Partnership Concerns During a 1031 Exchange
Partnership structures offer investors many strategic advantages outside of pooling their capital. Partnering can blend individual expertise, experience, and skills into a singular formidable force. Partnerships also tend to offer investors increased borrowing capacity, as well as potential tax benefits.
However, a partnership or LLC that owns commercial real estate is recognized by the IRS as a singular taxpaying entity. This entity can complete a 1031 exchange by relinquishing an existing asset and purchasing a like-kind replacement; however, the individuals within the entity cannot sell or dispose of their ownership shares because the IRS views partnership interests as personal property rather than real property. So despite the fact that the partnership holds ownership interest in real property, the shares within that partnership are not considered to be like-kind in the acquisition of real property by the IRS. Each partner holds a personal property interest in the joint investment asset rather than a direct ownership interest.

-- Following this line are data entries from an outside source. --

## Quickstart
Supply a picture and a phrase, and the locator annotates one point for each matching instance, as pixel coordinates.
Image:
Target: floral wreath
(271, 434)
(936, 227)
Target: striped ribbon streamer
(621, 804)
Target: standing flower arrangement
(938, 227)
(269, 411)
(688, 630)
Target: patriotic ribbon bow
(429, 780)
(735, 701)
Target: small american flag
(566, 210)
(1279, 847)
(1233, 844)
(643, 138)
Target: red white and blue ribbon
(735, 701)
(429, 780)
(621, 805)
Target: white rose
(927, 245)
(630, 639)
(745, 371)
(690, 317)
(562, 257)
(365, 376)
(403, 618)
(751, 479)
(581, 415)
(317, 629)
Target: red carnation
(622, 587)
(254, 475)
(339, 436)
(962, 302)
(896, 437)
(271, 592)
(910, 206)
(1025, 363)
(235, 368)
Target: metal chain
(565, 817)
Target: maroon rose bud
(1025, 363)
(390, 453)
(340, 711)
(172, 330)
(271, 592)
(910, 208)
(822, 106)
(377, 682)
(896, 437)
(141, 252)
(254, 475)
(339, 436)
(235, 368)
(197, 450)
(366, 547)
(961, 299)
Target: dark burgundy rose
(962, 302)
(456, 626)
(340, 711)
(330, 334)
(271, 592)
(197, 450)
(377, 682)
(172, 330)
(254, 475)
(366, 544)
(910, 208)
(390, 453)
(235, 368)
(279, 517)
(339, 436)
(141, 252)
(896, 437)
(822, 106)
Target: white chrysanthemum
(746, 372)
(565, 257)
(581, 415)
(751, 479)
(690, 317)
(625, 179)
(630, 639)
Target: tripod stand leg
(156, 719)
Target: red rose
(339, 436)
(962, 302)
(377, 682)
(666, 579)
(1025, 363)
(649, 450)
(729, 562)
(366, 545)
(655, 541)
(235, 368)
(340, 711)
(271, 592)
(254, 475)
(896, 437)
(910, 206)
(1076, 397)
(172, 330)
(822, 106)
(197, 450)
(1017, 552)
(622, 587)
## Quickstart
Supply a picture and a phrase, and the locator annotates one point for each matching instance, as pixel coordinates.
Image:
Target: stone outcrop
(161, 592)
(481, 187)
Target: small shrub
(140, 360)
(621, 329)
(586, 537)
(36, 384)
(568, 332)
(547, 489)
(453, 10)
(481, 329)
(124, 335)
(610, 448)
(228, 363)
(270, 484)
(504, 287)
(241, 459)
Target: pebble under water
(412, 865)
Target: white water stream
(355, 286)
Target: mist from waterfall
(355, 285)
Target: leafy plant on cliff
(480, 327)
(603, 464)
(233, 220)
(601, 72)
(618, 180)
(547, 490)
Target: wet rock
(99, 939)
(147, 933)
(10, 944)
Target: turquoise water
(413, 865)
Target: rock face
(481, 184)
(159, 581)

There are ways for investors in a partnership or LLC to still defer their capital gains liabilities through a 1031 exchange while allowing other partners to exit the investment at the partnership level. However, these processes can be quite complicated and require a great deal of advance planning.
Common Exit Strategies for Investment Partnerships
Partners who want to cash out and exit the partnership at the close of sale of an investment property have a few strategic exit solutions.
- Dissolution. The partnership can be dissolved. All parties would be subject to paying associated taxes.
- Buyout. Partners or new investors purchase the ownership interests of the departing party so the partnership can continue and complete a 1031 exchange.
- Drop-and-Swap. Partners convert their interests in the relinquished property into tenant-in-common shares for each partner. The exiting partner cashes out his or her shares (the drop), while the continuing partners (and same taxpaying entity) completes a 1031 exchange (the swap).
- Swap-and-Drop. The inverse of the above strategy. The existing partnership completes a 1031 exchange (swap), and after a certain time, the exiting partner cashes out (drop). The investment must be held for a certain length of time to avoid being challenged, however -- typically 24 months or more.
While it’s possible to buy out or cash out an existing partner, it’s usually a complicated process that requires a great deal of advance planning to ensure the exchange remains compliant with IRS guidelines. Investors who exit partnerships during or after a 1031 exchange will face capital gains and depreciation recapture taxes as well.